PaesslerAG/gval

getting list of parsed variables before expression is evaluated for validation

aldas opened this issue · 6 comments

aldas commented

I have expression vtg_ground_speed_unit > 0 ? vtg_ground_speed_knots : vtg_ground_speed_kph.

These variables (vtg_ground_speed_unit, vtg_ground_speed_knots, vtg_ground_speed_kph) can only be from fixed list (coming from configuration file).

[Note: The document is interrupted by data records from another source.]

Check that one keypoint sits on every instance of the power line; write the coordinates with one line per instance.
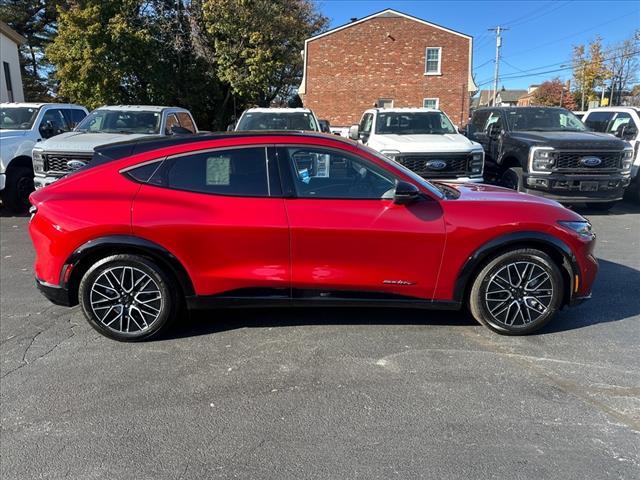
(498, 31)
(632, 54)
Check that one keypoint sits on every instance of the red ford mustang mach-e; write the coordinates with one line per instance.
(151, 226)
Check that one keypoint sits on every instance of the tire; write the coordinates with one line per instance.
(601, 206)
(111, 305)
(512, 179)
(19, 186)
(497, 287)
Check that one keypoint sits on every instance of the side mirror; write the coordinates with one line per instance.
(354, 132)
(405, 193)
(47, 130)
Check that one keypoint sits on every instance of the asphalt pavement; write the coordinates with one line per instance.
(325, 393)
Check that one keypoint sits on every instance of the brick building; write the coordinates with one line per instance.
(389, 59)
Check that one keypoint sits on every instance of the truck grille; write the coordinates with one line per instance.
(573, 161)
(456, 164)
(57, 162)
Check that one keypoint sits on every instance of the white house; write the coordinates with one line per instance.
(10, 77)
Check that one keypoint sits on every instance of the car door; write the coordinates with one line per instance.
(220, 212)
(347, 234)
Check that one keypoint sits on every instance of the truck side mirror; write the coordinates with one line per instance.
(354, 132)
(47, 130)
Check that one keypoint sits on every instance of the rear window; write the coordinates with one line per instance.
(277, 121)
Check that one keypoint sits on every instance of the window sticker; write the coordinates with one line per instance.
(322, 166)
(218, 170)
(304, 175)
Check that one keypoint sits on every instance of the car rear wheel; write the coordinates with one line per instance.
(512, 179)
(128, 298)
(517, 292)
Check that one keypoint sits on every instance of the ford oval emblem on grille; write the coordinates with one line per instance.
(590, 161)
(76, 164)
(436, 164)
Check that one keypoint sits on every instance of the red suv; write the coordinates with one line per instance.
(151, 226)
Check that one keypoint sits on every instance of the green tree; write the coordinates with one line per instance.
(36, 21)
(589, 69)
(257, 44)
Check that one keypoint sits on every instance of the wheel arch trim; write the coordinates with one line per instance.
(132, 244)
(524, 238)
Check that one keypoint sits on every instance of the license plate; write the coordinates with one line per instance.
(589, 186)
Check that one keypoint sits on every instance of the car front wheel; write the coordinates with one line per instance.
(517, 292)
(128, 298)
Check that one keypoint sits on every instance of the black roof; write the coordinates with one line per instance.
(126, 148)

So it would be nice if would be a way to get all variables from parsed expression so they could be validated against current configuration - to see if they exist or not.

So far I have tried to create selector that captures all seen variables in "test evaluation".

Something like that:

type variableCaptor struct {
	variables []string
}

func (c *variableCaptor) SelectGVal(_ context.Context, variable string) (interface{}, error) {
	c.captureVariable(variable)
	return 1.0, nil
}

func (c *variableCaptor) captureVariable(variable string) {
	for _, v := range c.variables {
		if variable == v {
			return
		}
	}
	c.variables = append(c.variables, variable)
}

func TestCaptureVariables(t *testing.T) {
	var testCases = []struct {
		name       string
		expression string
		expect     []string
	}{
		{
			name:       "capture 3 variables from IF",
			expression: "vtg_ground_speed_unit > 0 ? vtg_ground_speed_knots : vtg_ground_speed_kph",
			expect:     []string{"vtg_ground_speed_unit", "vtg_ground_speed_knots", "vtg_ground_speed_kph"},
		},
	}

	for _, tc := range testCases {
		t.Run(tc.name, func(t *testing.T) {
			eval, err := compile(tc.expression, gval.Full())
			if !assert.NoError(t, err) {
				return
			}
			captor := &variableCaptor{variables: make([]string, 0)}

			_, err = eval.EvalBool(context.Background(), captor)
			if !assert.NoError(t, err) {
				return
			}
			assert.Equal(t, tc.expect, captor.variables)
		})
	}
}

but this has limitation as vtg_ground_speed_kph will not get captured as executing all paths from expression involves knowing how to provides values for getting true/false sides.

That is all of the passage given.